# Oinktoberfest



## swampdaddysbbq (Oct 27, 2007)

Great event, had a fantastic time...looking forward to competing with each and every one of you in 2008!


----------



## LarryWolfe (Oct 27, 2007)

swampdaddysbbq said:
			
		

> Great event, had a fantastic time...looking forward to competing with each and every one of you in 2008!



I'm curious..................you didn't happen to give anyone a Canadian Hug or trip over a WSM and knock it over @ Oinktoberfest did you?  :?


----------



## Pigs On The Wing BBQ (Oct 27, 2007)

Larry Wolfe said:
			
		

> swampdaddysbbq said:
> 
> 
> 
> ...


Leave it alone bucket head.    Any who we are going to try and get BB King for friday night, stay tuned.


----------



## swampdaddysbbq (Oct 27, 2007)

Larry and Pigs on the Wing; Blonde pics under "Frozen Few" and for the record ,I don't do hugs and I know how to walk. Hope this eases your mind.
Enough said.


----------



## atruckerswife (Oct 27, 2007)

Hi ya Swampdaddy'

Fancy seeing you.


And yes, I have seen you walk, and you walk just fine,    

Hugs to you today and Mrs. Swampdaay.


----------



## swampdaddysbbq (Oct 27, 2007)

Louisa, have you got any of those trade secrets for me yet? How's my new trailer doing? Looking forward to having a cold Blonde with you and the rest of the gang. Mrs. Swampdaddy says to say Hi.


----------



## atruckerswife (Oct 27, 2007)

Randy, Randy, Randy, how many times do I need to tell you, I cannot give out what trade secrets I know.  Danielle would kill me you know.

Your new trailer looks so lovley sitting in my driveway.

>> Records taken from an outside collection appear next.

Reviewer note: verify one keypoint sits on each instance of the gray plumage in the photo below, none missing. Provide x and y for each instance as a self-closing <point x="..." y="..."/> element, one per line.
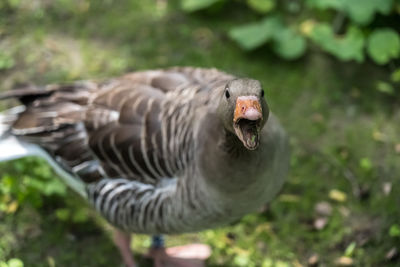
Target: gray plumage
<point x="156" y="150"/>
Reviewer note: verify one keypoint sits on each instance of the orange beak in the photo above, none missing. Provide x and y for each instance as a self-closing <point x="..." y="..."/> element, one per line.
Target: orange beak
<point x="247" y="107"/>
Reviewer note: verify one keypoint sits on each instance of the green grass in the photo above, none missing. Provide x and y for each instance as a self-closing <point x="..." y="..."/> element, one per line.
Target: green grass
<point x="343" y="135"/>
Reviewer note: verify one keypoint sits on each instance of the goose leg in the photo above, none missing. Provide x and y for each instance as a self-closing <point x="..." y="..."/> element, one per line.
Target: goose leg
<point x="193" y="255"/>
<point x="123" y="242"/>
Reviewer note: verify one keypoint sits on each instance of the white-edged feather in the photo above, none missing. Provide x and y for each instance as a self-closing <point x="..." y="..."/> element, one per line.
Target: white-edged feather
<point x="11" y="148"/>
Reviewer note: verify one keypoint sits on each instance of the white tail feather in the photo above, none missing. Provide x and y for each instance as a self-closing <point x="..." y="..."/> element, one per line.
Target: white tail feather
<point x="12" y="148"/>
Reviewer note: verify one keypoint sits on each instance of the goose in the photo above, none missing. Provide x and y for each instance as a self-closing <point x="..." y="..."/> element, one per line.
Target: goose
<point x="163" y="151"/>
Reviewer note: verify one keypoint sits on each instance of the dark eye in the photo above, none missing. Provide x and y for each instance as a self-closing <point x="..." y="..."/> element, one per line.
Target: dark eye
<point x="227" y="94"/>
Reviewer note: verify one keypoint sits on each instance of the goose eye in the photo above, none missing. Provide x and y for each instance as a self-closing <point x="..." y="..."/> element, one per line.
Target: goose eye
<point x="227" y="94"/>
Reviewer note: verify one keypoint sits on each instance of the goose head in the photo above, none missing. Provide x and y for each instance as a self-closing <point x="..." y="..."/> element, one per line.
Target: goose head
<point x="244" y="110"/>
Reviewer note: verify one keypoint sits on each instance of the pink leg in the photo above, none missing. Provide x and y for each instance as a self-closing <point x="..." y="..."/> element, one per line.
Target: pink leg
<point x="193" y="255"/>
<point x="123" y="242"/>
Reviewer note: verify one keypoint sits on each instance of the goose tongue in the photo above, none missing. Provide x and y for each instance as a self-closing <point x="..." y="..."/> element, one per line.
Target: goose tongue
<point x="249" y="131"/>
<point x="247" y="121"/>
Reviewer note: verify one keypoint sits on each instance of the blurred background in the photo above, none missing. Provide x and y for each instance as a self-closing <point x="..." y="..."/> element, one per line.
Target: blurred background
<point x="331" y="73"/>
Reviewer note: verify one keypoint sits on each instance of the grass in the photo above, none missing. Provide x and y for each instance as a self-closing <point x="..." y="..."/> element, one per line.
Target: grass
<point x="344" y="134"/>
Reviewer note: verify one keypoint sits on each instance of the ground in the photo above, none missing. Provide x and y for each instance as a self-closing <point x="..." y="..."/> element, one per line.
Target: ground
<point x="340" y="205"/>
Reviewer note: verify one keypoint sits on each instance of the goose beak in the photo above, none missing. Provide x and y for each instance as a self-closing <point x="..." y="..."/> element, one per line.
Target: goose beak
<point x="247" y="120"/>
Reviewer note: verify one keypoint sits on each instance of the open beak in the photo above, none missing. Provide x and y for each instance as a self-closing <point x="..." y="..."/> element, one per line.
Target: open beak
<point x="247" y="120"/>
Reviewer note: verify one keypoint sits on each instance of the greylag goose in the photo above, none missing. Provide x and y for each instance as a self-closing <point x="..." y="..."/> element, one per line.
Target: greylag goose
<point x="156" y="152"/>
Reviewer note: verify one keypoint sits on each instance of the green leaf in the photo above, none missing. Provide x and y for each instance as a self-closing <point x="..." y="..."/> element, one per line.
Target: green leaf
<point x="261" y="6"/>
<point x="395" y="77"/>
<point x="345" y="47"/>
<point x="383" y="45"/>
<point x="325" y="4"/>
<point x="289" y="45"/>
<point x="366" y="164"/>
<point x="6" y="61"/>
<point x="195" y="5"/>
<point x="350" y="249"/>
<point x="394" y="230"/>
<point x="385" y="88"/>
<point x="15" y="263"/>
<point x="360" y="11"/>
<point x="253" y="35"/>
<point x="363" y="11"/>
<point x="63" y="214"/>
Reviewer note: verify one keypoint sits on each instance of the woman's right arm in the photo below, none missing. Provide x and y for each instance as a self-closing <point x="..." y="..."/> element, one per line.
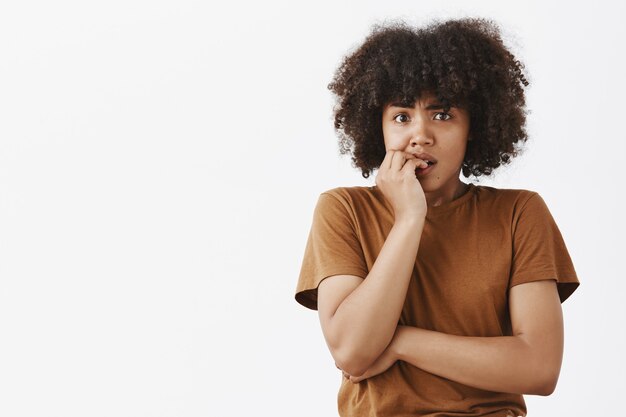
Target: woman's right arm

Be back later, I did ribs today, and do they look yummmmy, no abt pics we kinda ate them already.

Hugs


----------



## swampdaddysbbq (Oct 27, 2007)

Shhhhhh! Diva doesn't need to know you told me anything. Would you like to sell the trailer? I think I could round up 25-30$. Nice rig. Hope to have one like it soon. What time's dinner? Do we need to bring wine?


----------



## atruckerswife (Oct 27, 2007)

Ok Randy, you have broken me down.

Our trade secrets are as follows

We only use Hovey's Meats, Weber Smokey Mountains, Traegers and Basque Charcoal exclusively.

Want to know any more.

Sorry you were late for dinner, wine was not needed but Raspberry Rum would have been nice,  :P 

Ribs, beans, scallop taters, ( not my favorite ) and cheescake for desert.


----------



## Pigs On The Wing BBQ (Oct 27, 2007)

Groovy grub. Love the plates.


----------



## atruckerswife (Oct 27, 2007)

Thanx Pigs

Plates are Corel bought at WalMart


----------



## swampdaddysbbq (Oct 28, 2007)

Glad I missed dinner because I hate scalloped potatoes too. Far too technical
for this good old boy. I'll guess I'll  just keep trying with my offset. But at least now I know your secrets. Thanks  anyway.


----------